The day we arrived, we wandered around the remains of a ruined palace, smack in the middle of the little town where we’re staying; the original palace was built in the 1100s. The ‘renovations’ date from the early 1600s. At some point, when I was sort of beside myself with happiness, Lee looked at me and said, “You’re imagining people here, aren’t you?”
Well, yes. Of course I am. Aren’t you?
We figured this out—this difference in the way we see the world—in Berlin, when we first started traveling. I went on a walking tour, and the guide mentioned a friend of his, who creates these amazing photographs. He layers current photos of significant locations in Berlin over old photos of the same spots, and suddenly you can see what the streets around you looked like a hundred years ago. Or in 1945. It was one of the most satisfying things I’d ever seen. It was like this thing that my brain has been doing for as long as I can remember suddenly seemed normal.

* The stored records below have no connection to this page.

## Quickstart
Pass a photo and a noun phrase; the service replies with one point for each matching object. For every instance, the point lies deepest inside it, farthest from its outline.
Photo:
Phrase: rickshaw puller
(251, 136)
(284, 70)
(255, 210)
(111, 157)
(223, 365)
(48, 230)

Lee says it’s like I have virtual reality playing in my head.
Apparently this doesn’t happen in his head. He looks at a tumble-down cottage in the woods and sees a tumble-down cottage in the woods. And standing stones? Rocks. He sees rocks, in a field.
It’s not a lack of imagination, or curiosity—he has plenty of those things. It’s just that for him, his brain is firmly grounded in the present.
I am at my happiest, my most inspired, my most complete, when I am in a place where the present rests lightly on the landscape, where the outlines of the past give shape and texture to the environment. That’s what grounds me. It’s how I know where I am.
From my writer’s notebook:
Yesterday we wandered around the edges of a bay called Scapa Flow. It’s where the British Navy was headquartered during both world wars. The second time around, when German U-boats were terrorizing the Atlantic, the British had to basically close off one side of the bay, to keep the fleet safe. Today, the waters on the far side of the barriers are littered with wreckage. We crossed the causeway at low tide, and saw the huge, rusting hulks of ships poking up out of the water. It’s eerie. Later, while we were waiting for the bus, I was poking around on the pebbly beach, and realized I was seeing bits of detritus that didn’t really look modern—there’s just a look, you know?
That got my brain spinning—what kinds of artifacts have washed up on those shores in the last 75 years? What might a beachcomber find, when the shoreline is dotted with sunken warships? What kind of stories could that flotsam and jetsam tell?